Efficient building a monorepo on Azure DevOps

For a while, I've been working in a monorepo. With a monorepo I mean, we choose to put all the code of an entire website in one repository. This code contains NET code for Sitecore, Angular single-page apps, styling with Sass, and some migrated legacy code from AngularJS. Yes, even the legacy code is in the repository.

As it happened

In the beginning, this kind of repository starts small, but after a few months, it starts growing and growing. All the problems that you'll find on the internet about monorepos arise. In this post, I'll describe how we tried to solve the build performance that was rising to over an hour to manage it back to being on average on 12 minutes.

Situation report

As mentioned before the repository consists of .NET, Angular, AngularJS, and Sass code. All have their specifics. The .NET code is one big solution with a growing number of projects, at the moment of writing this, it's at 90 projects. Many of them are not related to each other, as we follow the Helix principles of Sitecore.
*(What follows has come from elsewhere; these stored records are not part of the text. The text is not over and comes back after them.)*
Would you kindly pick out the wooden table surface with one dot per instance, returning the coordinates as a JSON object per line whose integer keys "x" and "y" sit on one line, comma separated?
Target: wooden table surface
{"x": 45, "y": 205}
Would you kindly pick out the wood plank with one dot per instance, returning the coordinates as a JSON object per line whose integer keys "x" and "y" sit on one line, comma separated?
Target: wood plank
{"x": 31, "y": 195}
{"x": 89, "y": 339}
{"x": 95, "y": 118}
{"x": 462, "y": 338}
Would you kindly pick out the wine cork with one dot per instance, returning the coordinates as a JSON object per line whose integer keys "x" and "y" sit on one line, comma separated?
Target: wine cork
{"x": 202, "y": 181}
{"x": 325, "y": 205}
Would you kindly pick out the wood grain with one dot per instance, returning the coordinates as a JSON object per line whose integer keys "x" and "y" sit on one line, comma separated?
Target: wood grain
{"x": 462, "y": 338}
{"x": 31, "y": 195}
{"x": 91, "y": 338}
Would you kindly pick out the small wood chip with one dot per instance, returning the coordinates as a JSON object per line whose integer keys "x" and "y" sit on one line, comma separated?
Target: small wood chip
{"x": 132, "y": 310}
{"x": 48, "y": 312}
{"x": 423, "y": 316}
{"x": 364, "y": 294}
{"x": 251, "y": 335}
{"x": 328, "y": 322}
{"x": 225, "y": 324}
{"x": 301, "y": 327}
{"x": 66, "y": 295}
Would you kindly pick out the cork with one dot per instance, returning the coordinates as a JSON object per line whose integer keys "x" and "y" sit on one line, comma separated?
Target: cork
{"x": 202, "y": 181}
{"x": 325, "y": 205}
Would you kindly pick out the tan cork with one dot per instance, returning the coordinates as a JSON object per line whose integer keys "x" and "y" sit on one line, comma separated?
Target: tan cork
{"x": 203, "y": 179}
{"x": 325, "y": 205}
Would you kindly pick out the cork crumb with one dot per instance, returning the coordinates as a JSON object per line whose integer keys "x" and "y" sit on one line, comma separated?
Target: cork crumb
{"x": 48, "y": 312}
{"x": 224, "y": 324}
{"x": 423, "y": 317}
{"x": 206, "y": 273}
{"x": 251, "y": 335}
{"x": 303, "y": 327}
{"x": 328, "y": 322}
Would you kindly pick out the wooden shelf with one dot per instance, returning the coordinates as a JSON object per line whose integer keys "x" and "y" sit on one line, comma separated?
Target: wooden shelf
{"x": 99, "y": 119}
The Angular code is brand new and uses NX to optimize all building and testing tasks. Angular uses lots of Node modules, which are heavy on Windows but working nicely on a Linux environment. This last is also applicable for Sass and AngularJS code.

Use the right hardware for the job

Building a .NET solution with MSBuild can be done with a lot of flags, one of them is to use all the core on the build agent. One requirement, you'll need cores. Cores come with extra money off course, but on a Sitecore Helix based solution, more cores are better. Typically I would go for at least 8 cores.

Build client-side code, like Angular or Sass, is a quite different story. In this case, all the cores on your Windows build agent will lose it from a much cheaper Linux build agent. We had an 8 cores Windows build agent, which was slower than the 2 core hosted Ubuntu build agent of Azure DevOps. In the case of money, build your client-side code on a Linux based environment. That's why these guys work on a MacBook, not only because it's fancy. If you here for 2 or more cores, it depends on your needs, the more is better. But keep in mind that not all node task runners support multi-core when running their tasks. If you want to run multi-core, take a look at Nx.

Minimize network traffic

On a build agent, you want as least as possible network traffic. Network traffic costs time and time is what we want to save. A few tips on this:

  • Use git fetch depth 1, as a monorepo can get large, we often still need just the latest version of the code to build.
  • Use npm ci instead of npm install, see this link
  • Use npm install argument --no-audit and --prefer-offline, they both save a lot of network traffic. If you want to do an audit on your npm package run a separate task npm audit to show all your vulnerabilities, but not every npm install.

For more information on how to get the best performance with NPM check this blog

Use the right strategy for the job

Building a pipeline for a monorepo can be challenging. Think about what can be done in parallel and what must be sequential. In the case of monorepo with .NET, Angular, Sass, and AngularJS code, nothing depends on other artifacts. Who is responsible for the final deployment package? Usually, we would say it's the .NET build, whereas we deploy it to an Azure WebApp as a web deploy package.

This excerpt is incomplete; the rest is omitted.